L’optimisme n’est pas béat : il repose sur les relations fortes établies par nos Instituts d’enseignement supérieur, nos Universités, nos Facultés, d’une part, et d’autre part, nos centres hospitaliers, garants de la qualité et de la proximité des soins dispensés. La Wallonie s’est aussi inscrite dans une stratégie réussie du transport multimodal : les aéroports de Charleroi et de Liège sont connectés aux voies ferrées et autoroutes et même, pour ce qui concerne Liège, la voie d’eau fait de son port fluvial un grand d’Europe. On ajoutera, en ces moments d’inquiétude climatique, que les réserves d’eau de la Wallonie pourraient devenir richesses si les prévisions de réchauffement climatique se confirment. Le tourisme wallon se présente lui aussi sous des auspices favorables : les massifs forestiers, les vastes prairies, la fraicheur des cours d’eau sont autant d’invitations à la promenade qu’agrémenteront, par ailleurs, des découvertes archéologiques, artistiques ou gastronomiques.

Et cela étant dit et tant de choses oubliées, la Wallonie ne peut négliger ses atouts. Elle ne peut s’accommoder du pourrissement de l’Etat.

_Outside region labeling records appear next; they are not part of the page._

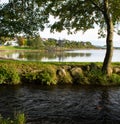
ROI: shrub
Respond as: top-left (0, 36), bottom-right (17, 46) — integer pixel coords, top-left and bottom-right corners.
top-left (87, 69), bottom-right (108, 85)
top-left (0, 65), bottom-right (20, 84)
top-left (109, 74), bottom-right (120, 85)
top-left (24, 66), bottom-right (57, 85)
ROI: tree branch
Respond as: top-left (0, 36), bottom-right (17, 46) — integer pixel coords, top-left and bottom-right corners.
top-left (89, 0), bottom-right (104, 13)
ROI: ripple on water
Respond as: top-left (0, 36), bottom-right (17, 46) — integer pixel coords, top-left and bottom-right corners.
top-left (0, 86), bottom-right (120, 124)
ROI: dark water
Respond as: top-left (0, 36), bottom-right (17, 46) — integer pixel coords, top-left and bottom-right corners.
top-left (0, 85), bottom-right (120, 124)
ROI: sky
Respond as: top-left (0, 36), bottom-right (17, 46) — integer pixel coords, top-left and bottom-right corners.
top-left (40, 28), bottom-right (120, 47)
top-left (0, 0), bottom-right (120, 47)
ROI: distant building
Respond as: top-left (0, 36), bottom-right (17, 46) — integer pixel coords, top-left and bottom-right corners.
top-left (4, 40), bottom-right (19, 46)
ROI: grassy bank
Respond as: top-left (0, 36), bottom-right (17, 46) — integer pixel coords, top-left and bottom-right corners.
top-left (0, 60), bottom-right (120, 86)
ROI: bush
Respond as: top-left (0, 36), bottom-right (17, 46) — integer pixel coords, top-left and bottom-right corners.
top-left (87, 69), bottom-right (108, 85)
top-left (24, 66), bottom-right (57, 85)
top-left (0, 65), bottom-right (20, 84)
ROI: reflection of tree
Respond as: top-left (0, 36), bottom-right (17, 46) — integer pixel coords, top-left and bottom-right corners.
top-left (97, 88), bottom-right (110, 124)
top-left (0, 51), bottom-right (91, 62)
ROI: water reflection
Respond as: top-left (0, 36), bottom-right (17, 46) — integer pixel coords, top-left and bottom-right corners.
top-left (0, 50), bottom-right (120, 62)
top-left (0, 85), bottom-right (120, 124)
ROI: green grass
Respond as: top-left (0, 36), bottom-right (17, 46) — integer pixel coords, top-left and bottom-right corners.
top-left (0, 60), bottom-right (120, 86)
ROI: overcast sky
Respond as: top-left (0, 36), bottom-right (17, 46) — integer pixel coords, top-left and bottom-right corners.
top-left (0, 0), bottom-right (120, 47)
top-left (40, 28), bottom-right (120, 46)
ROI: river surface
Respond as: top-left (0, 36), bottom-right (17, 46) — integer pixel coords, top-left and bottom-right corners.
top-left (0, 85), bottom-right (120, 124)
top-left (0, 49), bottom-right (120, 62)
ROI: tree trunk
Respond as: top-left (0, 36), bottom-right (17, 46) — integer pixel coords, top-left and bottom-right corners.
top-left (102, 0), bottom-right (113, 75)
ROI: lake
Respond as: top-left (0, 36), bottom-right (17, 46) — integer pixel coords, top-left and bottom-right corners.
top-left (0, 85), bottom-right (120, 124)
top-left (0, 49), bottom-right (120, 62)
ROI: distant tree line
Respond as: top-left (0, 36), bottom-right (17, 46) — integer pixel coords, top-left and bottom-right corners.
top-left (0, 36), bottom-right (95, 49)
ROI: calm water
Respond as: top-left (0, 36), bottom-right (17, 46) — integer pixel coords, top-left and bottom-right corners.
top-left (0, 86), bottom-right (120, 124)
top-left (0, 49), bottom-right (120, 62)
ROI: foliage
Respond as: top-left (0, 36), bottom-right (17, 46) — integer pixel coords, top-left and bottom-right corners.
top-left (37, 0), bottom-right (120, 75)
top-left (0, 65), bottom-right (20, 84)
top-left (0, 60), bottom-right (120, 86)
top-left (24, 66), bottom-right (57, 85)
top-left (27, 36), bottom-right (44, 49)
top-left (0, 0), bottom-right (47, 36)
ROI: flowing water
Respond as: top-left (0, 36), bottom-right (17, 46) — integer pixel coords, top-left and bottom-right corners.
top-left (0, 85), bottom-right (120, 124)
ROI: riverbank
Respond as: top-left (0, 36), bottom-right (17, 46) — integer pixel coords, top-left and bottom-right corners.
top-left (0, 60), bottom-right (120, 86)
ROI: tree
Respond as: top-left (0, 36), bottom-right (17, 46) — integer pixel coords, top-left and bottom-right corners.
top-left (37, 0), bottom-right (120, 74)
top-left (0, 0), bottom-right (47, 36)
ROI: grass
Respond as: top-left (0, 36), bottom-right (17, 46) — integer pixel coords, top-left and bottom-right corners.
top-left (0, 60), bottom-right (120, 86)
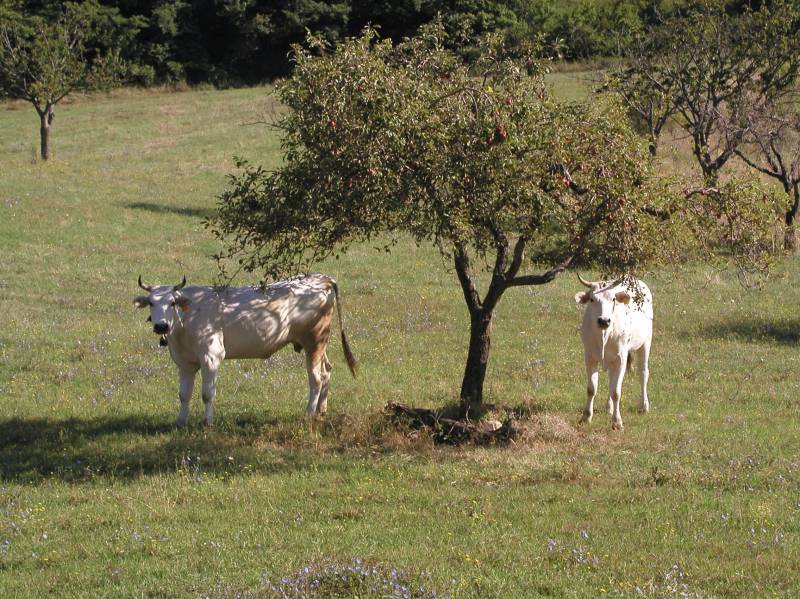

La Wallonie fait partie intégrante d’un vaste espace linguistique et culturel. C’est probablement lorsqu’elle s’en souviendra qu’elle abattra le mur du fond, tout au bout de l’impasse.

Le raisonnement est différent pour Bruxelles. La ville et les communes qui lui sont intégrées dans la structure régionale ont acquis une dimension européenne et internationale. L’union européenne et l’OTAN y ont leur siège. La diversité culturelle y est florissante. Le destin de Bruxelles n’est pas lié à celui de la Wallonie, plutôt rurale, d’où n’émerge aucune ville de plus de 300 000 habitants. Il n’est pas davantage dans le statut de capitale d’un résidu de Belgique qu’ambitionne d’être la Flandre indépendante. Washington.D.C. ne serait-il pas un modèle qui pourrait séduire l’Europe ?

Quant à la Communauté germanophone, elle est entourée d’amis qui lui ouvrent les bras : la Wallonie, d’abord, puis le Grand -Duché de Luxembourg ou le Land de Rhénanie-Westphalie.

Reconnaissons-le : notre pays piétine dans ses rancoeurs, dans des échanges venimeux de reproches, dans l’impossibilité de mettre en chantier de grands projets d’avenir. La dernière oeuvre, commune aux deux communautés, fut l’Exposition Universelle de 1958.

Sur le plateau de cette manifestation d’union nationale, la Belgique est aujourd’hui incapable de se doter d’un stade digne de nos footballers.

Ouvrons les yeux : les déficits qui se profilent dans la gestion de l’Etat central comme dans la conduite des entités fédérées nous contraignent à la lucidité.

Ils nous poussent aussi vers le précipice.

Pierre Hazette, sénateur honoraire, ancien ministre.